In light of the controversies surrounding the elevation of high court judges by the Supreme Court Collegium, I analyse the collegium’s current recommendations and demonstrate its inability to ensure fair representation of all high courts in the top court benches and judges from marginalised castes.

The Supreme Court has a sanctioned strength of 34 judges, but only 29 currently share the caseload. As per reports, Chief Justice of India U.U. Lalit tried initiating the process for the elevation of three judges — Punjab and Haryana High Court Chief Justice Ravi Shankar Jha, Patna High Court Chief Justice Sanjay Karol, and Manipur High Court Chief Justice P. V. Sanjay Kumar — and senior advocate K.V. Viswanathan.

The process adopted for their elevation has run into a controversy, with two collegium members objecting to the CJI’s attempt to get written consent for four names proposed for elevation instead of considering them in a formal meeting. However, an analysis of the considered names brings back into focus the other limitations of the collegium system in ensuring adequate representation of judges from all high courts in the Supreme Court.
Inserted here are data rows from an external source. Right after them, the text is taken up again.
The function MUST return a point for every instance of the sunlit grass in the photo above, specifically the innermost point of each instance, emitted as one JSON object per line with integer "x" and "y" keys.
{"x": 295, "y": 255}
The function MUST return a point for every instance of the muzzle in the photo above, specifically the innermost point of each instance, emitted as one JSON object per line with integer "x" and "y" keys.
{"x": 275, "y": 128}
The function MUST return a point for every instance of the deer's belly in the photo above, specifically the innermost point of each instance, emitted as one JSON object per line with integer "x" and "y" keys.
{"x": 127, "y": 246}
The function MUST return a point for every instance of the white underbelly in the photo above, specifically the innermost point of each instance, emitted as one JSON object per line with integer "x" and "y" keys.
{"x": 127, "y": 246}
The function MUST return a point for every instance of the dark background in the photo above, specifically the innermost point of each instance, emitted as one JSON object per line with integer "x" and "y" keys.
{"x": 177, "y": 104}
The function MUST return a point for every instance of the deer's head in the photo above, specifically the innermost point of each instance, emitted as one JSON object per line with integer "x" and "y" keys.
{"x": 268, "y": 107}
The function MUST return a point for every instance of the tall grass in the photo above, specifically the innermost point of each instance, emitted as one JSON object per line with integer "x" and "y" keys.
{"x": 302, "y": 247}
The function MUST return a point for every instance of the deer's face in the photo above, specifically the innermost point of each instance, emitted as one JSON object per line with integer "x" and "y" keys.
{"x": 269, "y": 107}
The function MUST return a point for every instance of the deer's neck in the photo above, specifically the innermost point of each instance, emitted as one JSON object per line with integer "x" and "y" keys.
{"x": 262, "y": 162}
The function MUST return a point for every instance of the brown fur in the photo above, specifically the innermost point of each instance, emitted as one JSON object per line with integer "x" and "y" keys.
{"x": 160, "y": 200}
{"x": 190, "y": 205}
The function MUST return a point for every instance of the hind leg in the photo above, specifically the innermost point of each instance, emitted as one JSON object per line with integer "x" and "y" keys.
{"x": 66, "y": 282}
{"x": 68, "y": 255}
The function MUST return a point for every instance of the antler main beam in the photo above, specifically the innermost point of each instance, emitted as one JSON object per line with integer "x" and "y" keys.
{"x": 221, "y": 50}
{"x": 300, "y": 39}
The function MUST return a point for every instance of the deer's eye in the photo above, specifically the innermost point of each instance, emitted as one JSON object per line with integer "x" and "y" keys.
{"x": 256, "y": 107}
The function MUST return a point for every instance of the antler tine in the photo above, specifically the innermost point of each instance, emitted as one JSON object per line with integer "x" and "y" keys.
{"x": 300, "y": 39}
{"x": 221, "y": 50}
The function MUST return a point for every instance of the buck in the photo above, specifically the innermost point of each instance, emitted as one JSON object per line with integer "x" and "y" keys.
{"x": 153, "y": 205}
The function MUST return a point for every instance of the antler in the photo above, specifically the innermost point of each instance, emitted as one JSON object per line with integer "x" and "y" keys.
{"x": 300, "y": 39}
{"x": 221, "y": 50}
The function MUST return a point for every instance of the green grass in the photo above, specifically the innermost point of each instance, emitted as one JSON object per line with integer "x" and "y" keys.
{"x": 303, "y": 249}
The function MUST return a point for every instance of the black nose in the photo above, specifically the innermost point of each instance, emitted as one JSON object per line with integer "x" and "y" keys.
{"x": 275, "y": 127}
Criterion on appointment of judges   

The criterion for appointing judges in the Supreme Court is enshrined in Article 124 of the Constitution. To implement it, the Government of India (GoI) follows a memorandum of procedure. Besides this, some informal criteria are also adopted. “When judges are appointed to the Supreme Court, there are some factors that are kept in mind. One of them is regional representation; they try to ensure different high courts are represented. Second is seniority, knowledge of law, competence, and definitely, the reputation the judge has earned over the years,” Justice Indira Banerjee, who was part of the collegium, said in a recent interview after her retirement.

Several other judges have reiterated similar points time and again. It is difficult to test the knowledge of the law, competence, and reputation of recommended judges. But testing them on the parameters of regional representation as well as seniority is easier now since the central government’s Department of Justice releases monthly data on apex court and high court judges. I use the data below to test whether recently recommended judges fulfil these two criteria.
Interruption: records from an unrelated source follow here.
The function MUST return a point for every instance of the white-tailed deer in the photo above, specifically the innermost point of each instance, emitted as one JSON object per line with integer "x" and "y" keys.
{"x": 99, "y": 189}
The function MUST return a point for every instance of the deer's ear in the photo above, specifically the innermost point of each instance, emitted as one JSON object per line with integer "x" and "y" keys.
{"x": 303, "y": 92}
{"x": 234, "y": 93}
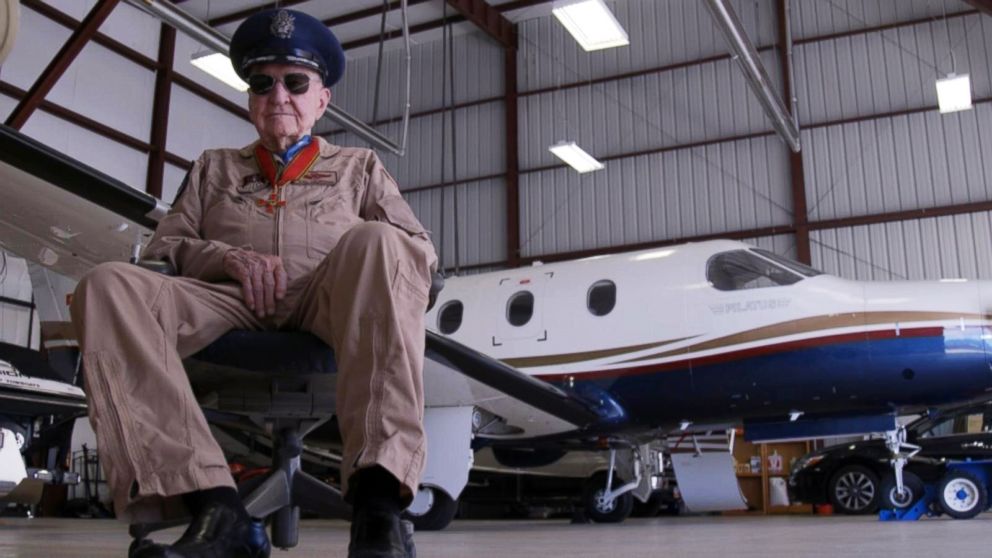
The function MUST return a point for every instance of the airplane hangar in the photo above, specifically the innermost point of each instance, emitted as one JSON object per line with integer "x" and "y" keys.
{"x": 716, "y": 273}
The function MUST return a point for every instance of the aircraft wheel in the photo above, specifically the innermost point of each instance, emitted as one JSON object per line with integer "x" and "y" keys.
{"x": 441, "y": 509}
{"x": 891, "y": 499}
{"x": 599, "y": 509}
{"x": 854, "y": 490}
{"x": 961, "y": 494}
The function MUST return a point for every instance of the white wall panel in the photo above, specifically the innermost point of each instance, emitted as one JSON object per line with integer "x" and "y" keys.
{"x": 196, "y": 124}
{"x": 661, "y": 33}
{"x": 98, "y": 84}
{"x": 108, "y": 156}
{"x": 722, "y": 187}
{"x": 812, "y": 18}
{"x": 478, "y": 74}
{"x": 7, "y": 104}
{"x": 481, "y": 220}
{"x": 172, "y": 179}
{"x": 126, "y": 24}
{"x": 937, "y": 248}
{"x": 480, "y": 149}
{"x": 892, "y": 164}
{"x": 701, "y": 102}
{"x": 890, "y": 70}
{"x": 781, "y": 244}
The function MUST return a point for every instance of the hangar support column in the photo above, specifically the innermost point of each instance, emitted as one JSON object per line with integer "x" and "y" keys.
{"x": 491, "y": 21}
{"x": 800, "y": 217}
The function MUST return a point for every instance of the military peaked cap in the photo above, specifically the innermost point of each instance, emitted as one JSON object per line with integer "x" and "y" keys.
{"x": 290, "y": 37}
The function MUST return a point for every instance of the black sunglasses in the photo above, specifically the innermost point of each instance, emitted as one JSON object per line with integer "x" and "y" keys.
{"x": 261, "y": 84}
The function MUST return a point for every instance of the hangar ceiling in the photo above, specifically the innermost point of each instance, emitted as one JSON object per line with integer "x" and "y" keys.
{"x": 689, "y": 154}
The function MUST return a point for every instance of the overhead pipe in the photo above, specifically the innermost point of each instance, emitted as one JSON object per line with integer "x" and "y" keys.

Representation of high courts in Supreme Court benches

Out of the 29 judges in the Supreme Court, 27 have been elevated from high courts. The remaining two — CJI Lalit and Justice P. Sri Narsimha — have been directly elevated from the bar of the apex court. As per the data released on 1 October, analysed in Table 1, out of 25 high courts, only 13 are represented in Supreme Court benches. The Allahabad High Court has the highest sanctioned strength of judges (160) in the country, but only two of its judges are represented at the Supreme Court benches. The high courts of Delhi, Mumbai, Gujarat, and Karnataka hold greater representation. Representation here mainly means the parent high court of the judge, defined on the basis of initial appointment.

Data by author | Graphics by Manisha Yadav/ThePrint
Data by author | Graphics by Manisha Yadav/ThePrint

High courts without any representation in the Supreme Court—Patna, Telangana, Odisha, and Andhra Pradesh—are all quite big in their strength. Their representation in the top bench cannot be ignored easily.
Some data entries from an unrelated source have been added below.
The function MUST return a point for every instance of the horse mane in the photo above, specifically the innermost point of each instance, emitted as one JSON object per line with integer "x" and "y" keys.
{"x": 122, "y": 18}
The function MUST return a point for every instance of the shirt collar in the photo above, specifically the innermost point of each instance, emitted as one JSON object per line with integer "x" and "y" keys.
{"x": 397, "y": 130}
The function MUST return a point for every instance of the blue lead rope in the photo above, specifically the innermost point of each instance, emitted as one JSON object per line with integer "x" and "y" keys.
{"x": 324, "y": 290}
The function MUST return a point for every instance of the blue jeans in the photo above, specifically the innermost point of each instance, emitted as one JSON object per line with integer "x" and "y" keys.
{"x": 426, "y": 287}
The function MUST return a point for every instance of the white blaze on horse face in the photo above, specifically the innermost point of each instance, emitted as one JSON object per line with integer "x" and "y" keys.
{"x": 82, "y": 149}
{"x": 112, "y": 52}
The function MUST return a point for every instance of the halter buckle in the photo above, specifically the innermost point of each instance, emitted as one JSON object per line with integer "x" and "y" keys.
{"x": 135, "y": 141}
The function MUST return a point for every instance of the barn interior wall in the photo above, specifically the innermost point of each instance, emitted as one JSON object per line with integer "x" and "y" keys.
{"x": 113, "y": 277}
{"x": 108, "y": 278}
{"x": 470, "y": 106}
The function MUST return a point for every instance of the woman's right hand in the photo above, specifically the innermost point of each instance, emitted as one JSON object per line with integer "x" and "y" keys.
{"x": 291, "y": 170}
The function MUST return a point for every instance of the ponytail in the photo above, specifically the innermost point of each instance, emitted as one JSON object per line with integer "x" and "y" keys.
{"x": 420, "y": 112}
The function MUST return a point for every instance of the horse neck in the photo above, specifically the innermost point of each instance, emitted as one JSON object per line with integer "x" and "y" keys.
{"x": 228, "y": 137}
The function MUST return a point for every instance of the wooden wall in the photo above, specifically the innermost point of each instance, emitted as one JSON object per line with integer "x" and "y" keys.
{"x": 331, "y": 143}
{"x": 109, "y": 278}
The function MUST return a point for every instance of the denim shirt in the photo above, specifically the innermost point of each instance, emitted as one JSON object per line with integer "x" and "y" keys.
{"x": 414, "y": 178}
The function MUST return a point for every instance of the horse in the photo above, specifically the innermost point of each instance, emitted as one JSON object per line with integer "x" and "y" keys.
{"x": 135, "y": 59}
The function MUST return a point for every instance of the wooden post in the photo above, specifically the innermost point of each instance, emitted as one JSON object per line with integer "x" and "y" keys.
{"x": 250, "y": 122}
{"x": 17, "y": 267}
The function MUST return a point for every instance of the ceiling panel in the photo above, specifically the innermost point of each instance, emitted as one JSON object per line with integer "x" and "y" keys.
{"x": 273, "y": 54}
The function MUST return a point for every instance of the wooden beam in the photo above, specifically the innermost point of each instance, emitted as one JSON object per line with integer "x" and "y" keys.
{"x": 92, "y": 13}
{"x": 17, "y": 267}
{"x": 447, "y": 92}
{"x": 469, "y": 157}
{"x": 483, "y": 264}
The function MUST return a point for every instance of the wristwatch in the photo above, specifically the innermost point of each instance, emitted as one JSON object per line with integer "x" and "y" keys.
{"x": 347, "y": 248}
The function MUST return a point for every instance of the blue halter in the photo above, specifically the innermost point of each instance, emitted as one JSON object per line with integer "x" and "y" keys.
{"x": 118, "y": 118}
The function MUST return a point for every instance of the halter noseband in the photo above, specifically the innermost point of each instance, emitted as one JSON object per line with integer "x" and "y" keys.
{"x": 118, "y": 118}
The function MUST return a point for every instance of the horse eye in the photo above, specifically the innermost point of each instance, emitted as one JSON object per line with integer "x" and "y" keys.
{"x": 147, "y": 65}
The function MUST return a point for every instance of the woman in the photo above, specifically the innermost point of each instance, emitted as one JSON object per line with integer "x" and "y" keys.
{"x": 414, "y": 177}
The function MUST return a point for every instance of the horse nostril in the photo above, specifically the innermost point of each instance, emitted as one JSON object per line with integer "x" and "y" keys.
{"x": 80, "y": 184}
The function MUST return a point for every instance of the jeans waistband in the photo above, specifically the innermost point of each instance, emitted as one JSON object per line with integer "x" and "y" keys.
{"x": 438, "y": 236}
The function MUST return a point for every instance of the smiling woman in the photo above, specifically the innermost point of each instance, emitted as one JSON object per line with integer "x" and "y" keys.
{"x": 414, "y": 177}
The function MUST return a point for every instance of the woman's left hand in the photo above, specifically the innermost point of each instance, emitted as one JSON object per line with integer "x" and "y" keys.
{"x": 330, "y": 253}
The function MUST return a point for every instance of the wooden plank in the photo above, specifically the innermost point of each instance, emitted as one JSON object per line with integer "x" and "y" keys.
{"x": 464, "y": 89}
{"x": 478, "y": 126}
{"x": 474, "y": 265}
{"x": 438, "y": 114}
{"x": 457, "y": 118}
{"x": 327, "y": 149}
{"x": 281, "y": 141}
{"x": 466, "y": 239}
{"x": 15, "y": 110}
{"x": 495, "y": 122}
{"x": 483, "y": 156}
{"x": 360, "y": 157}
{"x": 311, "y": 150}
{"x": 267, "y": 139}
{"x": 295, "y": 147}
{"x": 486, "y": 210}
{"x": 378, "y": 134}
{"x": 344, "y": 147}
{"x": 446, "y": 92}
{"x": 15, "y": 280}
Also read: 18 judges’ posts to fall vacant in 2 yrs, SC collegium led by next CJI Chandrachud has task cut out

Testing collegium recommendations

The Supreme Court Collegium, under CJI Lalit, first made a recommendation for the elevation of Bombay High Court Chief Justice Dipankar Datta to the apex court. The parent high court of Justice Datta is the Calcutta High Court, which already has one judge representing it in the top court—Justice Aniruddha Bose. So, while making this recommendation, the collegium ignored the lack of representation of the high courts of Patna, Telangana, Odisha, and Andhra Pradesh. In its second recommendation of four judges, the collegium incorporated the names of Justice P.V. Sanjay Kumar whose parent high court is Telangana High Court, but it ignored the rest of the three high courts.

Instead of ensuring representation of these high courts, the CJI has proposed the elevation of Justice Ravi Shankar Jha and Justice Sanjay Karol whose parent high courts are Madhya Pradesh and Himachal Pradesh respectively. The former already does have one representation in the Supreme Court but the latter does not have any representation but it is a relatively smaller high court. Among all high court judges, Justice Ravi Shankar Jha is the most senior since he was initially appointed in 2005. His recommendation, therefore, seems to be a reward of seniority. The recommendation for Justice Sanjay Karol, though, meets representation criteria since his parent high court (Himachal Pradesh) is not currently represented in the apex court bench but has a relatively lower strength of judges when compared to the high courts of Patna, Odisha, Andhra Pradesh, and Chhattisgarh.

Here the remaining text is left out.